Photos by Farah Al-Rbehat
In love with Me
When I reflect on myself now, I think back to every obstacle I have faced and eventually overcame that was rather harsh for a growing teenager. Ranging from being launched into the terrifying social world of teens to navigating my way through tough familial problems, life definitely wasn’t easy to conquer alone, which left me questioning a lot of my actions.
I realized that my dilemmas, whether they directly involved me or not, started seeping into my day to day thinking. I was overwhelmed with problems coming at me from left to right and did things that other people appreciated rather than doing what would make me happy. I kept thinking about those around me, giving them all my time and in doing that, not appreciating the time I had for myself. I started to lose myself.
It took a long time for me to finally come to the realization that this was not the way I wanted to live. I had slowly started to isolate myself socially, stopped seeking new relationships and ceased to let my current relationships bloom. It wasn’t until I noticed my lack of hobbies and strong relationships that I started focusing on myself. Surprisingly, this was no easy feat.
I first had to figure out what exactly I did not like about who I had become. This is initially the hardest part about working on yourself; dissecting and understanding every single flaw you possess and, instead of detesting yourself for it, keeping in mind that changing will help you. You must find the root of the problem and either abolish or replace it in order to grow.

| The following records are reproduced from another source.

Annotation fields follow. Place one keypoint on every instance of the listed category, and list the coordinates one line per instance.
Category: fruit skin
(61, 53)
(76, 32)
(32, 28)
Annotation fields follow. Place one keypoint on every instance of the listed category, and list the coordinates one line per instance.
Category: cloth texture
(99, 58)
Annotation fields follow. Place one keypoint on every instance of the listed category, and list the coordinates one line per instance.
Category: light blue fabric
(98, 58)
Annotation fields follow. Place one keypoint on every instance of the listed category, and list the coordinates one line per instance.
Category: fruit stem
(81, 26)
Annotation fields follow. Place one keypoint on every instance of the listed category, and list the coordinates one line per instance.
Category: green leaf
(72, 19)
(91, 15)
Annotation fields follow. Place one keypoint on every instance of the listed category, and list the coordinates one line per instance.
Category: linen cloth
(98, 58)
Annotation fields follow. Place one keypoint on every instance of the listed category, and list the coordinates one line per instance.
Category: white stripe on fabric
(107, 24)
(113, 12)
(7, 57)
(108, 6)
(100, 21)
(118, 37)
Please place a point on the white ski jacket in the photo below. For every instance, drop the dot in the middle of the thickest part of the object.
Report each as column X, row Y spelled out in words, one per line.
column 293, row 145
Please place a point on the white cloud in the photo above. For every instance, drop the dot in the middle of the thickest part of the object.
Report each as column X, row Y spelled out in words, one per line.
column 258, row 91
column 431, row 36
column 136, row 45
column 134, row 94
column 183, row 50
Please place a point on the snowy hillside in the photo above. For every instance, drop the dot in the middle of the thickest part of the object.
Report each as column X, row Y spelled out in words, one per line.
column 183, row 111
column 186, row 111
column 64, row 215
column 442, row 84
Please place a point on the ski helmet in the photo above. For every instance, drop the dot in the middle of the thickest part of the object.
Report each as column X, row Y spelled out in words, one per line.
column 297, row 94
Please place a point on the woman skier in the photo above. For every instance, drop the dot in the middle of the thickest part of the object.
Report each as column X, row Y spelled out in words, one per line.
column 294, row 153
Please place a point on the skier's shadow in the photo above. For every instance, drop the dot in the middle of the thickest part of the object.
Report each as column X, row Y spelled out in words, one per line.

Having found my imperfections- and shedding far too many tears- I had established what needed to be done, now all I had left was to take action. Although it was fairly easy to initiate the changes I had to make in my life, it was challenging to implement these changes into my daily life. I came to the shocking revelation that making time for yourself is not as easy as it sounds. When you have spent so much of your time on others, it feels weird to do something for you in your free time. I could never give myself the privilege of being selfish when I had time. I had the tenacious feeling of being required to do something all the time. So to finally have a moment of peace, to sit and go ‘Well what do I wanna do?’ was extremely relieving.
Finding new hobbies and other things that made me happy was surprisingly bittersweet. Obviously, I had my pleasures before I lost myself, but having to rediscover them made me notice how unfortunate it was that I ever let them go. It was rather sad knowing I took into consideration how I made others feel before how they made me, inevitably putting them before myself. I was so engrossed with the world around me that I lost time, at a very ripe age, to figure myself out. To understand what every person asks themselves: What makes me happy?
After all, I learned a lot about myself and don’t think of my past as something to regret, but rather something that I learned from. Along with returning to my old and exploring my new self-fulfilling habits, I now acknowledge all obstacles I face as a learning experience. I took time to go out of my comfort zone and exercise every aspect of what I could potentially have a passion for. The best part of it all was coming to the wonderful realization that it doesn’t make you a bad person if you put yourself first. If you feel confident, comfortable and accept yourself, everything will work out for you, which is all that matters. Put you first always.